#nopag
Anhörung zum Polizeiaufgabengesetz (PAG) im Innenausschuss
Heute hat im Innenausschuss des Bayerischen Landtags die Anhörung zum Gesetzentwurf zur Reform des Polizeiaufgabengesetzes auf Antrag (PDF) meiner Fraktion stattgefunden. Die Anhörung hat gezeigt, dass unsere beständige Kritik am PAG erste Früchte zeigt und ein paar Verbesserungen erfolgt sind, der Webfehler des Gesetzes – der Paradigmenwechsel des Polizeirechts weg von der Bekämpfung gegenwärtiger Gefahren hin zur Bekämpfung einer nebulösen drohenden Gefahr – bleibt allerdings erhalten. So wie der Gesetzentwurf heute vorliegt, werden wir unsere grünen Klagen vor dem Verfassungsgericht auch weiterhin aufrecht erhalten.
Gesetzentwurf ließ auf sich warten
Der nun vorliegende Gesetzentwurf des Polizeiaufgabengesetzes hat sehr lange auf sich warten lassen, er war von Innenminister Herrmann bereits für 2019 angekündigt. Korrigiert er nun die Fehler, die wir Grüne dem PAG vorwerfen? Leider nur zum Teil.
Präventivhaft wieder zeitlich begrenzt
Es ist ein schöner grüner Erfolg, dass die Präventivhaft endlich wieder eine gesetzlich normierte Höchstdauer aufweist von insgesamt maximal 2 Monaten. – Katharina Schulze
Hier wurde unsere Kritik und die Vorgaben des Kommissionsberichts endlich aufgegriffen – auch wenn Bayern im Ländervergleich immer noch die schärfste Regelung aufweist. In anderen Bundesländern ist eine Dauer von 2 Wochen das absolute Maximum. Es handelt sich hier um Menschen, die KEINE Straftat begangen haben. Da müssen wir also nochmal ran.
Wer präventiv länger als einen Tag in Gewahrsam genommen wird, hat außerdem künftig einen Anspruch auf einen rechtlichen Beistand. Das ist dringend notwendig und ein deutlicher rechtsstaatlicher Fortschritt. Wichtig wäre aber, dass diese Bestellung bereits in dem Zeitpunkt vorliegt, in dem ein Richter über Fortdauer der Freiheitsentziehung entscheidet. Unser Grundsatz lautet: Wer in Haft genommen wird, hat sofort das Recht auf einen Anwalt.

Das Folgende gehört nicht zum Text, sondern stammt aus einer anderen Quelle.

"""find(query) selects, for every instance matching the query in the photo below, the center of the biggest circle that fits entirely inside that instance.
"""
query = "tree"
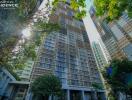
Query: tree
(119, 76)
(46, 85)
(113, 8)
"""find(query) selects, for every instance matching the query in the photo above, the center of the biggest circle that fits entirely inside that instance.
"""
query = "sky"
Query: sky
(90, 27)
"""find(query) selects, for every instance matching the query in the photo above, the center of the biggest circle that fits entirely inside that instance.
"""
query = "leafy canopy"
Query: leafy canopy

Es verstößt außerdem gegen die Rechtsprechung des Europäischen Gerichtshofs für Menschenrechte (EGMR), dass der präventive Gewahrsam schon bei der bloßen Gefahr der Begehung von Ordnungswidrigkeiten möglich ist. Besonders eklatant hat sich dieser Fehler bei der ausufernden Präventivhaft in der Corona-Pandemie gezeigt.

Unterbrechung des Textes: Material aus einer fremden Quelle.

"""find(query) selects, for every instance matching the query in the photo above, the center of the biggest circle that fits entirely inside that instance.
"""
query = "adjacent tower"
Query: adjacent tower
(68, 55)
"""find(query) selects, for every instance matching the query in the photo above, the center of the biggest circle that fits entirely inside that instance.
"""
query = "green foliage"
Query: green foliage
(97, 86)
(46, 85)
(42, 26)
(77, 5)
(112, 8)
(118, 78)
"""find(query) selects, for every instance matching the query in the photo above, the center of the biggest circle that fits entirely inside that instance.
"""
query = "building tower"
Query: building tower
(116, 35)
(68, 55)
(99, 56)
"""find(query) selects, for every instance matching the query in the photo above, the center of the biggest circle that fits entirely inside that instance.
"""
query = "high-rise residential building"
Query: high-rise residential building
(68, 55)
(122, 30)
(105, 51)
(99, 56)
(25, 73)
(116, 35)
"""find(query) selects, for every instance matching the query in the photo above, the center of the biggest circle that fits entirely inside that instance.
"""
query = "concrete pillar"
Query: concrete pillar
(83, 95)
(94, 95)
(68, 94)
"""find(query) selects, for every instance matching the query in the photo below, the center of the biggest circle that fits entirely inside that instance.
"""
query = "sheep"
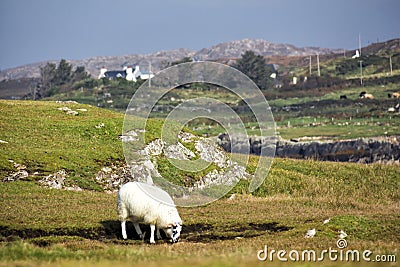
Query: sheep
(141, 202)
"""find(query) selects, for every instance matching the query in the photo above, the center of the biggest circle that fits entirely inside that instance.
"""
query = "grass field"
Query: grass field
(48, 227)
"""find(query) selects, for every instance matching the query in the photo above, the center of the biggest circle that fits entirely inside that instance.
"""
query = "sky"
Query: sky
(39, 30)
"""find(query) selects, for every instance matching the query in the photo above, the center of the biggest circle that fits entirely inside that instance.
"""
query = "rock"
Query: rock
(362, 150)
(55, 180)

Im ersten Lockdown (März 2020) wurden in Bayern Menschen z. T. wochenlang in Präventivhaft genommen, weil sie gegen Ordnungswidrigkeiten aus der Infektionsschutzverordnung verstoßen hatten, wie meine Anfrage zeigte. Ein besonders krasser Fall betrifft einen Jugendlichen, der 11 Tage in Haft war, weil er sich zuschulden kommen hat lassen sich wiederholt zusammen mit anderen Jugendlichen außerhalb seiner Wohnung getroffen zu haben.

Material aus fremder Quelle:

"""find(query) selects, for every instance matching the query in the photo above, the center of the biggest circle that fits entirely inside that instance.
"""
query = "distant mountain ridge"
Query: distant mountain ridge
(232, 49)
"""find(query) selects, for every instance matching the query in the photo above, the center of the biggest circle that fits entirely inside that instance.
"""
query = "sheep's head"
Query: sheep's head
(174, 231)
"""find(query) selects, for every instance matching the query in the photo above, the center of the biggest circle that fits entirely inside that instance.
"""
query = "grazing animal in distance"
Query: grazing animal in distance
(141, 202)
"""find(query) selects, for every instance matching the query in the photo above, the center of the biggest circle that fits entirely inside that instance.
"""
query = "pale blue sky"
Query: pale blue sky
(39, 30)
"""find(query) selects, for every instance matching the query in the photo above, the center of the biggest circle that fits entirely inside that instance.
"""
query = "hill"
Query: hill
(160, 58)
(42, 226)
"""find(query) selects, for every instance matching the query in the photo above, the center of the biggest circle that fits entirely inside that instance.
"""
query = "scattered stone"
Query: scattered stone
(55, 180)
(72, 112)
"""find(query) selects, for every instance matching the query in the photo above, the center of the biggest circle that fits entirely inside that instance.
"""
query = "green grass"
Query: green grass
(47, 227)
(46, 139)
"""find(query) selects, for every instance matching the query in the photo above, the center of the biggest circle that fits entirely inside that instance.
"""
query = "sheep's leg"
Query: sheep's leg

DNA-Analyse ohne „biographische Herkunft“
Kommt es zu einer DNA-Untersuchung (genauer: molekulargenetischen Analyse von Spurenmaterial) wird die von uns vielfach kritisierte Analyse der „biogeographische Herkunft“ endlich gestrichen.
Diese Rechtsgrundlage war grob diskriminierend und verstößt gegen die Vorgaben des BVerfG. An der grundsätzlichen Ermächtigung der Analyse von DNA-Untersuchungen für präventives polizeiliches Handeln hält der Gesetzentwurf zu unserem Bedauern fest. Es fehlen auch weiterhin klare Regelungen zur Speicherdauer der Daten.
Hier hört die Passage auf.